Open market operations entail Fed intervention in the buying and selling of government bonds to achieve a change in the money supply and the corresponding change in the interest rate. The Fed sells bonds to reduce the money supply and increase the prevailing interest rate and buys bonds to increase the money supply and reduce the prevailing interest rate. The interest rate is an active target and is set as a target rate range by the Fed; it is conveyed to the public by the Federal Reserve Open Market Committee (FOMC) as the fed funds target rate (short for the Federal Funds rate).
Coincident with the Fed's open market operations is the Fed's selection of a reserve requirement which corresponds to a required percentage of deposits (reserves) that banks must keep on site or at the Fed on a daily basis. Given their daily activities, banks may fall short of their required daily reserve requirement. When this occurs, banks may either turn to the Fed or Fed member banks for overnight or short-term loans to satisfy their liquidity short-fall. The rate that member banks charge each other is referred to as the federal funds rate and the rate the Fed charges banks is referred to as the discount rate.
This distinction is particularly important. The discount rate is the rate that the central bank actual controls. It is the rate the central bank charges its member banks to borrow overnight. However, the rate that the central bank actually cares about is the fed funds rate. That is the rate banks charge each other, and is influenced by the discount rate.
The Fed targets the rate for federal funds via its open market operations and seeks to be the lender of last resort by charging banks a higher rate than the federal funds rate .
Historical discount and fed fund target rates
The discount rate is higher than the fed funds target rate and the variance serves as a disincentive for banks to seek funds or short-term borrowings from the Fed.

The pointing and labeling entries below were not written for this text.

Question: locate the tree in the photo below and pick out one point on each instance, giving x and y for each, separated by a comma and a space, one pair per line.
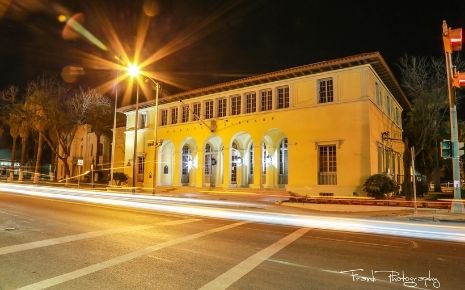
379, 186
424, 81
8, 98
14, 125
66, 113
38, 97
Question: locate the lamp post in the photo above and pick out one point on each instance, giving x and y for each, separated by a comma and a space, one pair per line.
112, 165
155, 125
452, 39
133, 70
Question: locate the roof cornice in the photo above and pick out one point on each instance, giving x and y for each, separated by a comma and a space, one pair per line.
371, 58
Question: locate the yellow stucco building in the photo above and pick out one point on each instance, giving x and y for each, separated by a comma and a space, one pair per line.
318, 129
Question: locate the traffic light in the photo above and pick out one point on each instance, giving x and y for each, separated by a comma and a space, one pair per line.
446, 149
453, 40
461, 149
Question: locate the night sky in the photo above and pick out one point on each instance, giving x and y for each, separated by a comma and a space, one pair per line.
244, 37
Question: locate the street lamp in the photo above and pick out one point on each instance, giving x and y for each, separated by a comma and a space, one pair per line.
155, 125
133, 71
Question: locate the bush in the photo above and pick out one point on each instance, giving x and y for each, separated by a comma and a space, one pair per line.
379, 186
119, 177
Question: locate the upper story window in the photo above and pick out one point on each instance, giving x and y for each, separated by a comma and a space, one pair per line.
251, 102
283, 97
266, 100
221, 107
378, 94
235, 105
164, 117
142, 120
325, 90
174, 115
196, 111
208, 109
185, 114
389, 106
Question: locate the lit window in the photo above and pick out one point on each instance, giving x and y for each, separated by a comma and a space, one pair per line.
325, 89
196, 111
221, 107
378, 94
235, 105
283, 97
266, 100
164, 117
174, 115
251, 102
209, 109
185, 114
327, 165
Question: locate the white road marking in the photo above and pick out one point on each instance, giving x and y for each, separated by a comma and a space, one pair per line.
235, 273
121, 259
89, 235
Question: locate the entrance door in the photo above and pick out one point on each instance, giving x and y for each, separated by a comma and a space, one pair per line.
235, 155
185, 168
283, 163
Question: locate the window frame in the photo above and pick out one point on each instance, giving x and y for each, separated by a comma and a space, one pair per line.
325, 91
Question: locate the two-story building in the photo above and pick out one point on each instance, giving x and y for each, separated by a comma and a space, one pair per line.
318, 129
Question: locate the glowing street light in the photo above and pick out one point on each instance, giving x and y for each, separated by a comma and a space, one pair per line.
133, 70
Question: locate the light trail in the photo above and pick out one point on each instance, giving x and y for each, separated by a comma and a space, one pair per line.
394, 228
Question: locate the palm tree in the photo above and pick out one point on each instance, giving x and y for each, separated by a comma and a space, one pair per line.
24, 133
13, 123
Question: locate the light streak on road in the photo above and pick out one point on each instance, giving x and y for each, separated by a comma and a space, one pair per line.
166, 204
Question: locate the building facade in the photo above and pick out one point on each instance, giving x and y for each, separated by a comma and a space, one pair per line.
320, 129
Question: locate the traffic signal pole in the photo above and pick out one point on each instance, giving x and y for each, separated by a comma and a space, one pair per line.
457, 205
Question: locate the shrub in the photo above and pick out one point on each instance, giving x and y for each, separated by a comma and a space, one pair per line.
379, 185
119, 177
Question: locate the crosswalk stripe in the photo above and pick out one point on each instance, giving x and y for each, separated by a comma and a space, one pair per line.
124, 258
235, 273
89, 235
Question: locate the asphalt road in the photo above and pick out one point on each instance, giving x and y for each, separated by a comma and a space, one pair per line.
66, 245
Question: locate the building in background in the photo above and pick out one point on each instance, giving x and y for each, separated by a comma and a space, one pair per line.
318, 129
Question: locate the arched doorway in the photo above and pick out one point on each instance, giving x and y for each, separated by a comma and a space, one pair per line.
165, 164
283, 163
236, 160
186, 165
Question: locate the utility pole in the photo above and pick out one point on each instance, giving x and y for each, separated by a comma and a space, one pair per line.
452, 39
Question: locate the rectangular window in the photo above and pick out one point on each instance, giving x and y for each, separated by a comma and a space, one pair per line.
164, 117
140, 164
209, 109
185, 114
325, 90
142, 120
378, 94
221, 107
251, 102
283, 97
327, 165
196, 111
174, 115
235, 105
266, 100
380, 159
389, 106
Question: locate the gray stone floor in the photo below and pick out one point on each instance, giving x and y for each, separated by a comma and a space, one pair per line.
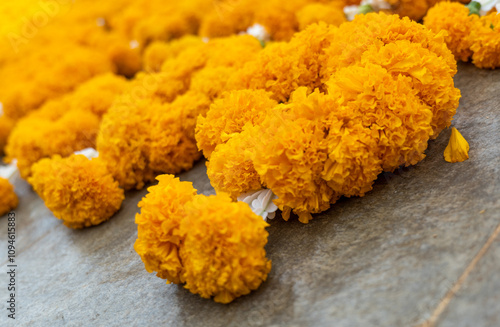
421, 246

For example, the difference or spread of the primary credit rate (rate to member banks in solid financial standing) over the FOMC's target federal funds rate was initially 1 percent. During the financial crisis, this spread was reduced to one-half of one percent on August 17, 2007, and was further reduced, to a quarter of 1 percent, on March 16, 2008.

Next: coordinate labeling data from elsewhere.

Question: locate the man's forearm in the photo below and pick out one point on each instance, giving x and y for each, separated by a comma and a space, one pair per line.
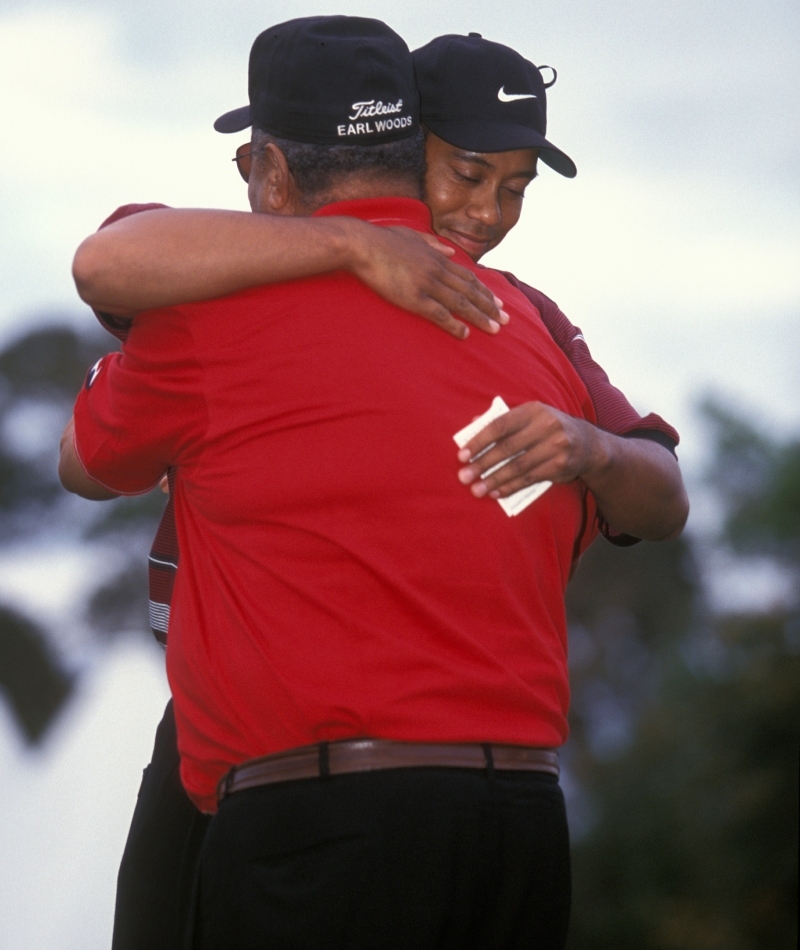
638, 487
171, 256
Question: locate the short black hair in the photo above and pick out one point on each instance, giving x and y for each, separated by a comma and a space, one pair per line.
318, 168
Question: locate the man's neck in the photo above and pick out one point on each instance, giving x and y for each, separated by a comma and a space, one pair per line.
365, 186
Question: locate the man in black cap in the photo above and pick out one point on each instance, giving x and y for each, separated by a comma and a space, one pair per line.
517, 93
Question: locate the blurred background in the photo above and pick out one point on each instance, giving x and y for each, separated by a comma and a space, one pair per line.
677, 252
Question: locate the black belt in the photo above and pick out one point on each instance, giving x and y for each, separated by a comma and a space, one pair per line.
369, 755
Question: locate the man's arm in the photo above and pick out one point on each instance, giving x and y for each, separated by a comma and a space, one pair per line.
636, 483
159, 258
73, 475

Typically, the discount rate along with the fed funds target rate are mechanisms that the Fed uses to discourage banks from excess lending, as part of a contractionary or restrictive policy scheme. Given that lending has an expansionary effect, to the extent that the fed funds target rate and discount rate diminish the profitability of excess loaning, these parameters place limits to the expansion of the money supply via the loanable funds market. However, as noted in the aforementioned historical example, the discount rate, in conjunction with the fed funds target rate, may be purposely maintained at a lower interest level to encourage borrowing and increase growth when the economy is showing signs of either slowing or contracting. In this manner, the discount rate in tandem with the fed funds target rate are part of an expansionary policy mechanism.